Le plus étrange, c’est qu’il s’agit du même coup de théâtre ou à peu près que je n’avais pas vraiment anticipé dans Deceived (un autre thriller d’inspiration hitchcockienne avec Ewan McGregor et Hugh Jackman), vu au cinéma il y a quelques semaines en compagnie de l’angélique Angélique. Enrôlé malgré lui dans un club privé dont les membres ne se voient que pour des escapades sexuelles anonymes et sans lendemain, un fiscaliste un peu coincé tombe éperdument amoureux d’une des membres du club… qui lui est violemment enlevée dans sa chambre d’hôtel par un inquiétant personnage qui manifestement le manipule dans un but très précis depuis le soir de leur rencontre.

Décidément, soit je commence à avoir vu et lu trop d’intrigues du genre, soit je suis devenu exactement le type de spectateur/lecteur que décrivait Jorge Luis Borges dans sa brillante conférence sur Edgar Allan Poe et le genre policier. Aux dires du vieil aveugle de Buenos Aires, en écrivant ces quelques nouvelles considérées comme les pierres angulaires de la littérature policière («Le double assassinat dans la rue Morgue», «Le mystère de Marie Roget», «La lettre volée», etc.), Poe aurait non seulement inauguré un nouveau genre littéraire mais aurait inventé du même coup un nouveau type de lecteur: le lecteur de roman policier. Un lecteur méfiant, toujours à l’affut d’indices, cherchant compulsivement à débusquer les attrapes imaginées par l’auteur pour le confondre; un lecteur complètement paranoïaque qui en vient à douter même des affirmations du narrateur.

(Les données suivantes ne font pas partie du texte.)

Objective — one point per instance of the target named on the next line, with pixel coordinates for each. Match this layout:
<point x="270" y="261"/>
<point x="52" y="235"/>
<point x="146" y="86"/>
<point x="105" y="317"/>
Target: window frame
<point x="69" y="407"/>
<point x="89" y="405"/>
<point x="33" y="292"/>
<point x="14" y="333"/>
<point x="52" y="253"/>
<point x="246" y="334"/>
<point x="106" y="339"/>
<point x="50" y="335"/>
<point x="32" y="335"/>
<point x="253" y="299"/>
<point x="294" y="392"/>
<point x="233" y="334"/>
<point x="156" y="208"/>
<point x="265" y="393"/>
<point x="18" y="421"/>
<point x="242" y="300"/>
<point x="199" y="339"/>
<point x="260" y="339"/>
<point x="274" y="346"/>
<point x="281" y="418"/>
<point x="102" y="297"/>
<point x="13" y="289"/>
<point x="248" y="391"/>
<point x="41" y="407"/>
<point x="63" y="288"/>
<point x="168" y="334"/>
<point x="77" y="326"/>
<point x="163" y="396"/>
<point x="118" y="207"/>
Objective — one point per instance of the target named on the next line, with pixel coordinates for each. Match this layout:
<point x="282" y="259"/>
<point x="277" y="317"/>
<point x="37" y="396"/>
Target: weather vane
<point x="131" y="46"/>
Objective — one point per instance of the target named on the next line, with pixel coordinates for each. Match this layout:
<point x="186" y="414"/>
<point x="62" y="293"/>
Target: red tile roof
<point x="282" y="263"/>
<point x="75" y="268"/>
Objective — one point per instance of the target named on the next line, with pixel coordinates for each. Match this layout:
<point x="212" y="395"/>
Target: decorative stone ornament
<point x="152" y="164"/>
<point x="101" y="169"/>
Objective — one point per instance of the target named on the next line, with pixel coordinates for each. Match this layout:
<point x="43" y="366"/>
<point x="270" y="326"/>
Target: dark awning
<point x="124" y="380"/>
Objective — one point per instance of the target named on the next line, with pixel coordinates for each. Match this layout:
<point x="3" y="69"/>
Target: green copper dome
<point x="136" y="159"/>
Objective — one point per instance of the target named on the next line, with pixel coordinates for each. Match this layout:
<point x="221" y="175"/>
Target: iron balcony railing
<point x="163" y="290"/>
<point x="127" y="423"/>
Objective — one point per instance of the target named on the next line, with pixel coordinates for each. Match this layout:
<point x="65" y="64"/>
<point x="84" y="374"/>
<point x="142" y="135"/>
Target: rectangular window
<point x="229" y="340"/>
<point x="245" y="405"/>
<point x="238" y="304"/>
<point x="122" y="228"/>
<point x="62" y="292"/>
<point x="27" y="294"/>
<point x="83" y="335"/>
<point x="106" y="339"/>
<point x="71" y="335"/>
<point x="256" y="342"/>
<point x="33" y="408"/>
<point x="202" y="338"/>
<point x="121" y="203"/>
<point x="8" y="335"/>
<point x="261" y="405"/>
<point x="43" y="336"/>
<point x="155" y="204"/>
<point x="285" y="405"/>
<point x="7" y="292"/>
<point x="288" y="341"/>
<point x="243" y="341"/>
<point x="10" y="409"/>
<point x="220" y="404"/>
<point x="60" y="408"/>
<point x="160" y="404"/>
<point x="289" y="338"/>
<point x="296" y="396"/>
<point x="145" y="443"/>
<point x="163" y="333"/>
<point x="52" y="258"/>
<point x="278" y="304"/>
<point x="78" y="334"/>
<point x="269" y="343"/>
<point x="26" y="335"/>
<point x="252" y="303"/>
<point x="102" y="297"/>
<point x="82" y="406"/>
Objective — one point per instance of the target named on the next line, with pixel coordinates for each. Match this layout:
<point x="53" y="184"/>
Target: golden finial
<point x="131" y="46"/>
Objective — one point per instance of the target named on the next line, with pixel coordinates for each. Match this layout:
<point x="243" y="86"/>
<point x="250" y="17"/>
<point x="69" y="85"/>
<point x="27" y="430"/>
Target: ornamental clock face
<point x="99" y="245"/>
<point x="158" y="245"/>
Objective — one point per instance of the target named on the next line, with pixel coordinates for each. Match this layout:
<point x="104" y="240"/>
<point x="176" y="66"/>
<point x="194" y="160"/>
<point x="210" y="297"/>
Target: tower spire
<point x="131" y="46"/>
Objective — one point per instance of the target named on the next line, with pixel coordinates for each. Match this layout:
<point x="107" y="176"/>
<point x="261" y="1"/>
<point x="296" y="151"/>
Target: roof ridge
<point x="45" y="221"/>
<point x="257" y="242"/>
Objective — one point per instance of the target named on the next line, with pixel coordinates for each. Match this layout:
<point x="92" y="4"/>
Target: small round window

Hmm, je me demande si c’est ce type de paranoïa qui fait imaginer à certains lecteurs, par exemple, que la narratrice des Enfants du sabbat d’Anne Hébert hallucine les événements qu’elle relate…

May 26th, 2008
Catégorie: Commentaires, Lectures, Réflexions Catégorie: Aucune

Un commentaire à propos de “Paranoïa 101”

  1. Isamar a écrit:

    Ciao Mister Pean.
    J’écoute l’album d’Herbie Hancock intitulé Joni Letters, en particulier les morceaux chantés, et surtout – l’étau se resserre – River. Et donc, je pense à toi, bien amicalement ; je consulte ton blog régulièrement et j’en apprends sur un pan de francophonie dont on n’entend guère parler par ici, en Belgique… Par ailleurs, rares sont les blogs qui ne consistent pas seulement à ausculter le nombril de leur initiateur, alors bravo : tu aides à découvrir autrui, aussi. Je t’embrasse, et te dis à bientôt.